The rest of the paper is organized as follows: Section 1 presents the framework of interactive biomedical ontology matching; Section 2 shows the automatic biomedical ontology matching technique based on ETS; Section 3 presents the interactivity during the evolving process of ETS; Section 4 presents the experimental studies and analysis; finally, Section 5 draws the conclusions and presents the future work.

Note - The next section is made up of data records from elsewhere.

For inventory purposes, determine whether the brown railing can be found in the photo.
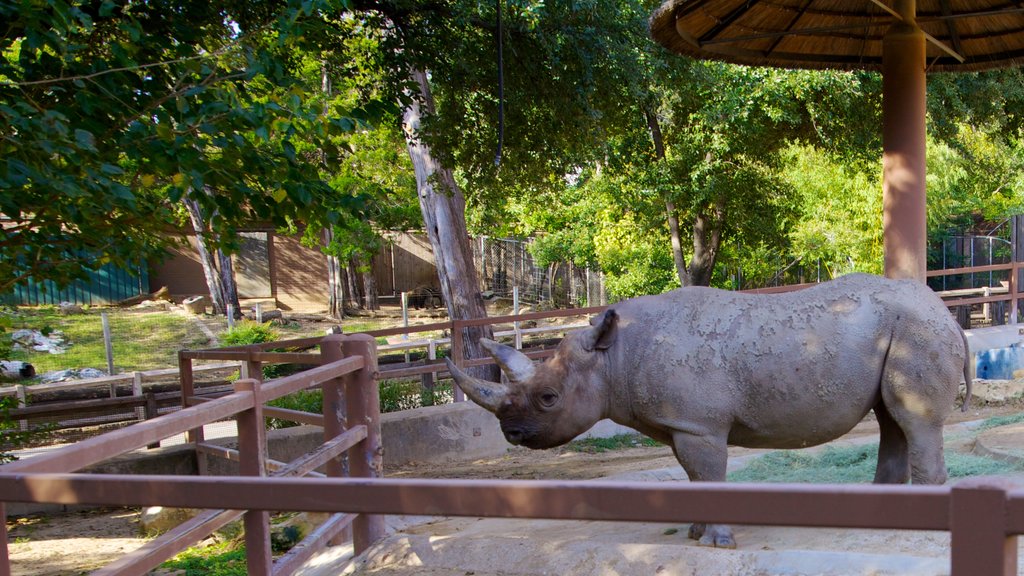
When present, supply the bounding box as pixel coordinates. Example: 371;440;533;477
0;264;1024;576
0;335;384;576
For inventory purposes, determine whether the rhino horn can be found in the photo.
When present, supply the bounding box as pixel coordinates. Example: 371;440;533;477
480;338;536;384
444;358;509;412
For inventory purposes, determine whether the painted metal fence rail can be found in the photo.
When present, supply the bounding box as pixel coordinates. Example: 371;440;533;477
0;264;150;306
0;264;1024;576
0;335;384;576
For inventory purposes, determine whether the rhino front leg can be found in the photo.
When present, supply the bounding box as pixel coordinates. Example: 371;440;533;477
672;431;736;548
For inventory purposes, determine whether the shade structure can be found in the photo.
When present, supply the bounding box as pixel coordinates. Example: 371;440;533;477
650;0;1024;280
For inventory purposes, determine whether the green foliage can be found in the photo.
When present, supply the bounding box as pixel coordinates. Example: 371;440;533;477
729;444;1024;484
267;388;324;428
782;146;883;278
0;306;209;374
978;412;1024;430
220;320;281;346
593;210;679;299
0;396;36;464
380;380;452;413
0;0;387;292
564;434;662;454
161;541;247;576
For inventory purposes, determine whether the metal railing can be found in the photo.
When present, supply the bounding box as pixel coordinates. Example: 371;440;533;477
0;335;384;576
0;264;1024;576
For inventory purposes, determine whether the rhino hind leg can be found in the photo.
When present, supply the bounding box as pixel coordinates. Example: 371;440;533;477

1 Interactive biomedical ontology matching framework

In this work, the proposed interactive biomedical ontology matching framework is shown in Fig 1. As can be sen from the figure, three working phases, i.e. initialization, ETS-based ontology matching, and user interaction, are outlined by dotted-line boxes. A rectangle inside the dotted-line box represents a working step, and a rectangle with a picture outside the dotted-line box indicates the input or output data, e.g. source and target ontologies, reference alignment and evaluation result. Specifically, the description of three working phases is given as follows:

  • Initialization: before matching biomedical ontologies, the anchors (high-confidence concept correspondences), are presented to a user for validation to initialize the Partial Reference Alignment (PRA),
  • ETS-based matching process: ETS algorithm is utilized to match the biomedical ontologies in an iterative way, and when the evolving process gets stuck, the algorithm will get a user involved,
  • User interaction: the candidate correspondences are presented to a user for validation, and the validated results are further used to update PRA, elite, and reduce the search space of ETS through the hierarchy-based approach.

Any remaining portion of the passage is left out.